All of that is moot, of course, as theoretical peak performance is a crappy way to measure supercomputer performance anyway. The opteron is a great processor, and infinaband is a decent, though not remarkable interconnect. I'd be a little concerned, were I to buy the sun solution, that the infinaband bandwidth is being shared by 16 processor cores. That's quite a bit less interconnect performance per processor than IBM's Blue Gene, power5, Cray's XT, or SGI's altix. There's certainly plenty of memory on each of these constellation blades. That said, there are a list of applications that perform very well on Blue Gene, and Sun has a lot of ground to make up in terms of OS, software, and establishing a relationship with the HPC customers.
It's nice to have more options, however.
I'll add:
This is not an unusual arrangement for existing infinaband networks. The distinction is that they have all of these 864 switch modules in a cabinet, and the wiring is probably traces on a backplane, rather than flexible cables.
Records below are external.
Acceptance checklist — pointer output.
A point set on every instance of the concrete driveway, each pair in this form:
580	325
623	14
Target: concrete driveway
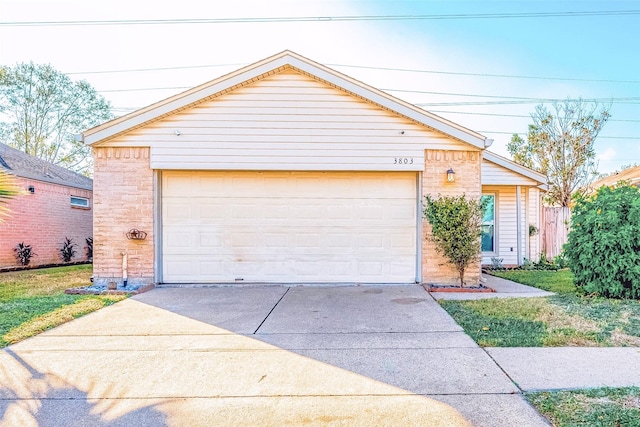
263	355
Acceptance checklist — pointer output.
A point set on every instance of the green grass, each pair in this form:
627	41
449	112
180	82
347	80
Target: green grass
560	282
565	319
595	407
33	301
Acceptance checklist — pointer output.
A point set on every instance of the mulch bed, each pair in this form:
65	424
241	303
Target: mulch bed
449	288
103	290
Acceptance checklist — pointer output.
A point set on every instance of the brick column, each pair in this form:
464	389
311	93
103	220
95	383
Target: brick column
467	168
123	199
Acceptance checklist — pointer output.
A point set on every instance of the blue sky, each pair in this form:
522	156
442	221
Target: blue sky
529	58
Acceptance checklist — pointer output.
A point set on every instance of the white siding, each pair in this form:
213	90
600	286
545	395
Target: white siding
507	224
493	174
534	218
287	121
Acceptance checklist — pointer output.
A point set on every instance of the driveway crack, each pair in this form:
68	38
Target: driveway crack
270	311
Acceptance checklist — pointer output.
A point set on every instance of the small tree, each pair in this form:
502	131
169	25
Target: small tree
43	108
603	250
560	144
455	229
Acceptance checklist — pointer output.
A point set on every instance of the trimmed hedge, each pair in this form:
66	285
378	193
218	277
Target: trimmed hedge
603	248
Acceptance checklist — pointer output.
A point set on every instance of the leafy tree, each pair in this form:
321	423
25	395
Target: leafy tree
560	144
8	190
41	109
455	229
603	249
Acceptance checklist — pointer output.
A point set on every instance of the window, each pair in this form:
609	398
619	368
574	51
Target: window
489	223
79	202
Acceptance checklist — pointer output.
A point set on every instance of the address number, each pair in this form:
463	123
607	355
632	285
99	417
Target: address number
403	160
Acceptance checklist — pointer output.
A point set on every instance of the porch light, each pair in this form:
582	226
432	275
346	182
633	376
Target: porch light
451	175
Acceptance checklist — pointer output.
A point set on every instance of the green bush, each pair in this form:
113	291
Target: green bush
603	249
455	229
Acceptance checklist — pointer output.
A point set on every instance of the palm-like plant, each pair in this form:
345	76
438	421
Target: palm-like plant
8	190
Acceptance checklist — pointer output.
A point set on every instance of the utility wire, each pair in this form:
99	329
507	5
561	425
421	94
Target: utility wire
465	16
515	115
406	70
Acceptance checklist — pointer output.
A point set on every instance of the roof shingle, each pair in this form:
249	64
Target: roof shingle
27	166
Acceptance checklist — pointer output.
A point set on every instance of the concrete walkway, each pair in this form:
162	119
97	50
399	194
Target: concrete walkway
271	355
504	289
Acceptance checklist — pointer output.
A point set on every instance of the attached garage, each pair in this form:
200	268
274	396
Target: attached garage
284	171
305	227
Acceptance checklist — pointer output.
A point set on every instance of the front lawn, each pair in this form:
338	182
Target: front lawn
595	407
565	319
33	301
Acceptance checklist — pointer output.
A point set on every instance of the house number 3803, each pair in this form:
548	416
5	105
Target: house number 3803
403	160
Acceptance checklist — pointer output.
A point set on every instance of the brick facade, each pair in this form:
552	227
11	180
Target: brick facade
43	220
125	184
467	168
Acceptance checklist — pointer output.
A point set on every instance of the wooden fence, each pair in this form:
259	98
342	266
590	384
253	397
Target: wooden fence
555	228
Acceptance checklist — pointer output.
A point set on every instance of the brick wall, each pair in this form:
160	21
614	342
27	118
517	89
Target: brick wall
123	184
467	168
43	220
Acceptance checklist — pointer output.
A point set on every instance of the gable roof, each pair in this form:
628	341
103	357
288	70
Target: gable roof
272	65
24	165
515	167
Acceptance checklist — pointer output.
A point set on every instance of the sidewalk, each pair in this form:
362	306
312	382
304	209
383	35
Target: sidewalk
556	368
275	355
504	289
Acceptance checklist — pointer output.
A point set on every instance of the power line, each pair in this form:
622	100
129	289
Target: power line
524	133
135	70
516	115
406	70
510	76
465	16
511	99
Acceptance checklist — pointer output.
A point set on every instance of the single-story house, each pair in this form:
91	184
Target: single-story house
286	171
56	204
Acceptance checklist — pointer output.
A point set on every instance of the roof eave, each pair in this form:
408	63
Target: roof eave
522	170
283	59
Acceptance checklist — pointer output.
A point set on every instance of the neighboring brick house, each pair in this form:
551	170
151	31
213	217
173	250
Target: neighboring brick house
56	203
287	171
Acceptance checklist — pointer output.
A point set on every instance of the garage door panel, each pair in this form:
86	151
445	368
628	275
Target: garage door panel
289	227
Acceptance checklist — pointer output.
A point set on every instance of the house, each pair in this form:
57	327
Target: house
287	171
56	204
630	175
514	211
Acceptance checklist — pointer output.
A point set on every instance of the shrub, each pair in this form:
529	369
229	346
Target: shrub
603	248
455	229
23	253
68	250
496	263
89	241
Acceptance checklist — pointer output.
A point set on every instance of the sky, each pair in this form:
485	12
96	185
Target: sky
482	64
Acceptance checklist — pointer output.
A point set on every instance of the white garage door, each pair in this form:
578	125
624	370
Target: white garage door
289	227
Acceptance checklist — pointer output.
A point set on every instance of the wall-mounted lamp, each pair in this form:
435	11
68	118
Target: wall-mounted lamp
451	175
135	234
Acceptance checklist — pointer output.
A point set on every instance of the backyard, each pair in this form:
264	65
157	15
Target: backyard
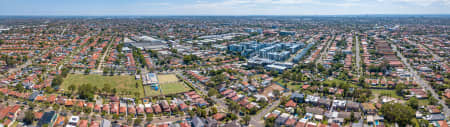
168	84
122	83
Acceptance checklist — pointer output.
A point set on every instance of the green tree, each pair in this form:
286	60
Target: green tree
398	113
212	92
269	122
246	119
29	117
413	103
72	88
This improves the reliability, reduces the cost, and makes it a whole lot easier to install. That may sound silly, but you're talking about 10,000 cables, each with endpoint connectors on each end. Even buying in bulk, that's a lot of money in cables.
Actually 3456 is 12 X 12 X 12 X 2. It's not actually a 3456 port router, it's a fat tree of 24-port router modules. Each rank 1 & 2 module has 12 ports down and 12 ports up. The rank 3 modules have 12 ports down, and 12 sidelink ports to one another. Thus you end up with a 3456 port, rank 3.5 fat tree all in one box.
Actually Suns offering is a 4-socket opteron blade system.
Though the T2 does offer dramatically improved floating-point performance, as compared to the T1, I've seen no evidence that it out-performs better than quad-core opterons, on the sort of HPC workloads needed for these sorts of systems. The T2 is designed for transaction processing, which has very different needs.
The main reason I don't think Sun would sell T2 for supercompute, is that they haven't mentioned it at all, and t's the sort of thing they would want to talk up, when marketing the T2.
yeah, there are a lot of systems out there with theoretical limits of several petaflops. Cray, IBM, NEC, even SGI have systems that could theoretically hit several PFlops if you had enough money.
I'm waiting to see a customer actually purchase one, and for it to be installed, and actually running customer code, before I really care.
well, Perhaps it's more accurate to say that IBM is not selling BG to everyone and their mother, because a limited number of applications port well to the machine. If you happen to have a big need to run one of those applications, they'll sell one to you. But, if you don't run one of those apps, they'll probably try to sell you P570's instead. It must be nice to be in those IBM salespeople's shoes, and have so many options to sell you.